- Redliffe Road Methodist Church, Nottingham
- 52°58′10.1″N 1°9′11.3″W﻿ / ﻿52.969472°N 1.153139°W
- Location: Nottingham
- Country: England
- Denomination: United Methodist

Architecture
- Architect: Abraham Harrison Goodall
- Groundbreaking: 18 October 1883
- Completed: May 1884
- Construction cost: £9,960 (equivalent to £1,070,100 in 2025)
- Demolished: 1969

= Redcliffe Road Methodist Chapel, Nottingham =

Redcliffe Road Methodist Church was a Methodist church on Redcliffe Road, Nottingham from 1884 until 1969.

==History==
The church began on Mars Hill, Mansfield Road, then it moved to rooms in Sherwood Street before then moving to an iron chapel on Woodborough Road.

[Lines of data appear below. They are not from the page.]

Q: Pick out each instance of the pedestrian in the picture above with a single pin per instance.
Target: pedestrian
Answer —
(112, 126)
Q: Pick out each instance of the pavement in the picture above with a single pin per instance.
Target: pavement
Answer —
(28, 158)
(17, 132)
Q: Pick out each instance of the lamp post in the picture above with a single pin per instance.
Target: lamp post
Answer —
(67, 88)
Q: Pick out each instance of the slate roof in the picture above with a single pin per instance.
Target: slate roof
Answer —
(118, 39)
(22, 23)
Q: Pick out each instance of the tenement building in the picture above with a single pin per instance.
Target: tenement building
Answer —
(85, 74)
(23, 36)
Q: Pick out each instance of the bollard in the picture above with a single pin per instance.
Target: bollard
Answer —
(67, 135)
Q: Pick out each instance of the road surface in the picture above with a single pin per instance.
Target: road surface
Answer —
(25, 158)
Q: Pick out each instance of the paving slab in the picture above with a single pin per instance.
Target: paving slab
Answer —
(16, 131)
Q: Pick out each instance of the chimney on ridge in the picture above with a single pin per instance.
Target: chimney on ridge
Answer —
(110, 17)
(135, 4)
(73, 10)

The foundation stones of the building on Redcliffe Road were laid on 18 October 1883 and it opened for worship on 29 May 1884. It was built by the contractors George Bell and Sons of Sherwood Street, Nottingham, to the designs of the architect Abraham Harrison Goodall and had extensive school accommodation underneath.

The principal promoters of the church were George Goodall, J.P., Alderman Lindley, Messrs. Inger, Sharpe & Cooper. Part of the cost of construction was realised through the sale of freehold property owned by the church on Woodborough Road. It was built originally as a New Connexion Methodist Church, but was later a United Methodist Church.

The church building was demolished in 1969.